# Iyzico Datathon - Time Series Modelling

In [82]:
# Base packages
import numpy as np
import pandas as pd
import itertools
import warnings
from tqdm import tqdm

# Data Visualization
from matplotlib import pyplot as plt
import seaborn as sns

# Modelling
import pmdarima as pm
from statsmodels.tsa.api import ExponentialSmoothing
from statsmodels.tsa.arima.model import ARIMA
from statsmodels.tsa.statespace.sarimax import SARIMAX

# Evaluation
from sklearn.metrics import mean_absolute_error

In [3]:
pd.set_option("display.max_columns", None)
pd.set_option("display.max_rows", None)
pd.set_option("display.width", 500)
pd.set_option("display.expand_frame_repr", False)
pd.set_option("display.float_format", lambda x: '%.1f' % x)
warnings.filterwarnings('ignore')

## Data Manipulation

In [4]:
data = pd.read_csv("C:/Users/MONSTER/Desktop/train.csv")

def get_season(month):
    if month in [1, 2, 3]:
        return 'Q1'
    elif month in [4, 5, 6]:
        return 'Q2'
    elif month in [7, 8, 9]:
        return 'Q3'
    else: # 10, 11, 12
        return 'Q4'

data['month_id'] = data['month_id'].astype(str)
data['year'] = data['month_id'].str[:4].astype(int)
data['month'] = data['month_id'].str[4:].astype(int)
data['season'] = data['month'].apply(get_season)
data['month_id'] = pd.to_datetime(data['month_id'], format='%Y%m')

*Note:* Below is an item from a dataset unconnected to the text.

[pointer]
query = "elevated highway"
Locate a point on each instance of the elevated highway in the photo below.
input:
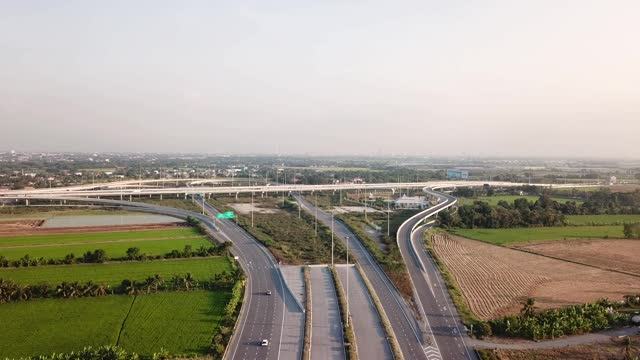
(126, 190)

column_order = ['month_id', 'merchant_id', 'year', 'month', 'season', 'merchant_source_name', 'settlement_period', 'working_type', 'mcc_id', 'merchant_segment', 'net_payment_count']
data = data[column_order]
data = data.sort_values(by='month_id').reset_index(drop=True)

# Segment column
data.loc[data['merchant_segment'].isin(["Segment - 1", "Segment - 2", "Segment - 3"]), 'merchant_segment'] = "otherSegments123"
data.loc[data['merchant_segment'] == "Segment - 4", 'merchant_segment'] = "StandartSegment4"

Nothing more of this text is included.